Das Experiment mit den digitalen Doppelgängern ist bei WhatsApp offiziell beendet. Nachdem Meta Ende 2022 mit viel Engagement die personalisierten 3D-Avatare in den Messenger integriert hatte, steht nun der Rückzug an. Wie aktuelle Berichte zeigen, informiert WhatsApp die ersten Nutzer bereits über eine Info-Karte innerhalb der App, dass die Funktion in Kürze vollständig eingestellt wird. Damit folgt der Dienst einem Trend im Mutterkonzern Meta, die Prioritäten weg von spielerischen Metaverse-Elementen hin zu funktionaleren Features zu verschieben.
Das Ende einer VR-Vision im Messenger
Die Avatare waren ursprünglich Teil einer großen Strategie, die VR-Visuals der Meta Quest-Headsets in alle sozialen Kanäle des Konzerns zu bringen. Ziel war es, eine konsistente digitale Identität über Facebook, Instagram und WhatsApp hinweg zu schaffen. Bei WhatsApp konnten Nutzer diese Avatare nicht nur als Profilbild-Alternative verwenden, sondern auch in Form von automatisch generierten Stickern in Chats teilen.
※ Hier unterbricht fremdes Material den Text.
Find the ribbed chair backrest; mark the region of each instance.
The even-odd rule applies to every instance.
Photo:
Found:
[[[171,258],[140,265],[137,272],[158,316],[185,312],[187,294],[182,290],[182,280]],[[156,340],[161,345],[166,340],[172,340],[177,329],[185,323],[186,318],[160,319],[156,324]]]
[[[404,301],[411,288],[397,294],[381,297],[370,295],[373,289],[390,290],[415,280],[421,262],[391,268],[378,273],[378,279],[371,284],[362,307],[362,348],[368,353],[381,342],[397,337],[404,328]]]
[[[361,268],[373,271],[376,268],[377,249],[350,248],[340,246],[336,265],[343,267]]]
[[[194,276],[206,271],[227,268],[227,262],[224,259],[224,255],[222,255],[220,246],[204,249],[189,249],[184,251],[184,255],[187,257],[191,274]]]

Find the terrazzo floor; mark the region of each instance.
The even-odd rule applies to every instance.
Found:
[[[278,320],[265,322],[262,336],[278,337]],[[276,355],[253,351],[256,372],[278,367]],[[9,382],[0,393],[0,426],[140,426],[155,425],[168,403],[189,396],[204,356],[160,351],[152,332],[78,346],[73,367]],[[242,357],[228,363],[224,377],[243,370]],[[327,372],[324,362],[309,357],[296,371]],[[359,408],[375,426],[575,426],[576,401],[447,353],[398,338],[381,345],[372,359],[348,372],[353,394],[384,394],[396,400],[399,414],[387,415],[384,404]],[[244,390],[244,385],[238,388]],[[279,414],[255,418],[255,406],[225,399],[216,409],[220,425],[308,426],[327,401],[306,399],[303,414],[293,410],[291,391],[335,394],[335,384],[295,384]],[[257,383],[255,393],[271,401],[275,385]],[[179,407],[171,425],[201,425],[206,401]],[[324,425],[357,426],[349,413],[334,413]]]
Dieser Vorstoß scheint jedoch bei der breiten Masse der Messenger-Nutzer nicht den gewünschten Anklang gefunden zu haben.
Was genau entfernt wird
Die Streichung erfolgt radikal und umfasst mehrere Bereiche der App:
- Profilbilder: Wer seinen Avatar als Profilbild nutzt, wird in einem kommenden Update dazu aufgefordert, dieses durch ein klassisches Foto zu ersetzen.
- Avatar-Editor: Die Möglichkeit, das Aussehen des digitalen Ichs anzupassen - von der Frisur bis zur Kleidung - wird deaktiviert.
- Sticker-Pakete: Auch die aus dem Avatar generierten Sticker-Sets werden aus der Auswahl verschwinden.
Meta hat bisher keinen exakten Zeitplan für den finalen "Kill-Switch" veröffentlicht, aber da die Bearbeitungsfunktionen bereits bei vielen Nutzern eingeschränkt sind, wird mit einer vollständigen Entfernung innerhalb der nächsten Wochen gerechnet.
Fokus auf neue Prioritäten
Die Entscheidung, die Avatare zu entfernen, kommt nicht überraschend. Während Meta in den letzten Jahren massiv in die "Metaverse"-Sparte investiert hat, liegt der Fokus mittlerweile deutlich stärker auf Künstlicher Intelligenz und der Verbesserung der Business-Funktionen von WhatsApp. Ressourcen, die bisher in die Pflege der Avatar-Grafiken flossen, dürften nun in Projekte wie den KI-Assistenten "Meta AI" oder die Prozessoptimierung für Unternehmen fließen. Für die Nutzer bedeutet dies eine Rückkehr zu einem schlichteren Design, bei dem wieder das echte Foto im Mittelpunkt steht.